AEI/Brookings release: "A review of proposed Voluntary Voting Systems Guidelines"

The AEI-Brookings Election Reform Project released their “A review of proposed Voluntary Voting System Guidelines” today. I was on their VVSG Task Force which helped to put together this review.

Bottom line, as quoted in the executive summary, “… we find the VVSG to be in need of extensive revision.”

The findings highlighted in the executive summary:

• In many instances, the VVSG prescribes design standards where performance
standards would be sufficient. Excessive design standards can arrest
manufacturers’ ability to innovate new, better systems.

• Although the VVSG purports to be agnostic towards election processes,
several provisions do in fact bear on process.
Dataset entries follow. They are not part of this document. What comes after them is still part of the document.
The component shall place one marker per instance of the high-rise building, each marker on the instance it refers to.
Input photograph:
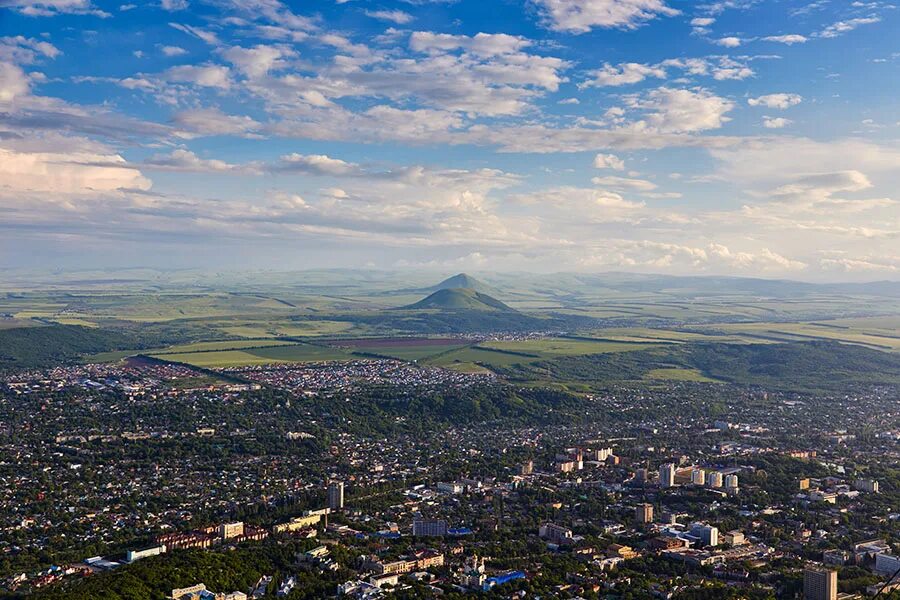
(698, 477)
(429, 528)
(602, 454)
(556, 534)
(866, 485)
(667, 475)
(336, 495)
(643, 513)
(231, 530)
(707, 534)
(731, 483)
(819, 584)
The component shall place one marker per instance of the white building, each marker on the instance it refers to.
(731, 482)
(667, 475)
(707, 534)
(698, 477)
(866, 485)
(336, 495)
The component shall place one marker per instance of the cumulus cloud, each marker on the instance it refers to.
(580, 16)
(209, 75)
(67, 174)
(394, 16)
(201, 34)
(823, 185)
(842, 27)
(49, 8)
(788, 39)
(14, 83)
(624, 183)
(729, 42)
(609, 161)
(775, 122)
(317, 164)
(670, 110)
(212, 121)
(173, 51)
(624, 74)
(187, 161)
(781, 101)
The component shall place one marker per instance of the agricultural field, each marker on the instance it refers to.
(884, 339)
(258, 356)
(677, 375)
(556, 347)
(411, 348)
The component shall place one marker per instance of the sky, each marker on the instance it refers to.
(740, 137)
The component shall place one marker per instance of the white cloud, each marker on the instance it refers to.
(318, 164)
(680, 110)
(609, 161)
(49, 8)
(771, 161)
(820, 186)
(624, 183)
(258, 61)
(185, 160)
(789, 39)
(212, 121)
(580, 16)
(729, 42)
(14, 84)
(842, 27)
(173, 51)
(394, 16)
(624, 74)
(780, 101)
(66, 174)
(207, 36)
(214, 76)
(775, 122)
(482, 44)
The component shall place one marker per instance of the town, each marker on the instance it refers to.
(776, 495)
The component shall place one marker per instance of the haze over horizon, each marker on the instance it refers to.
(744, 137)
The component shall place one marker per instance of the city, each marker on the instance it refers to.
(645, 495)
(449, 299)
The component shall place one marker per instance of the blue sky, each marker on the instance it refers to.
(738, 137)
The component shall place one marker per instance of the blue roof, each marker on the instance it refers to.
(501, 579)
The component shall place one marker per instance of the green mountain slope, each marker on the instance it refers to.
(462, 281)
(460, 299)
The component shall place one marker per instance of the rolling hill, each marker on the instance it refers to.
(460, 299)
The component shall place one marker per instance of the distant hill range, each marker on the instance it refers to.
(460, 299)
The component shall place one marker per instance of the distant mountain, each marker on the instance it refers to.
(461, 281)
(460, 299)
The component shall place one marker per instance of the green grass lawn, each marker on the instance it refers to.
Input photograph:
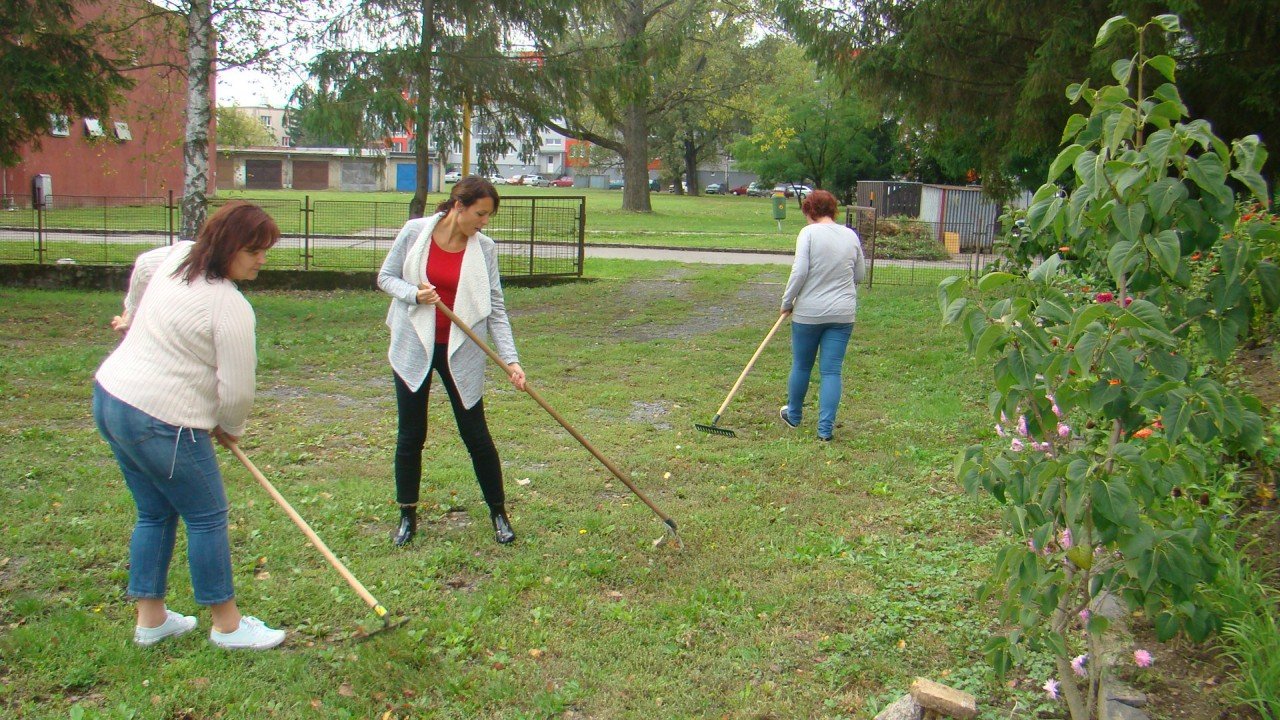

These provisions exceed the
document’s mandate and could lead to burdensome requirements for
administrators in the field.

• The VVSG’s “software independence” requirement is, in effect, a requirement
that direct recording electronic (DRE) systems produce a paper record, a
provision we fear trades tangible losses in election facility for merely
perceived gains in election security.

• The methodology through which the VVSG derives standards for voting
system usability is flawed, failing to incorporate standard, easily implemented
procedures for research in the social sciences.

• By focusing narrowly on provisions for voting system security, the VVSG
distracts attention from topics that should be of at least as much concern to
election administrators and the public, such as poll worker training, voter
registration practices, and chain-of-custody procedures.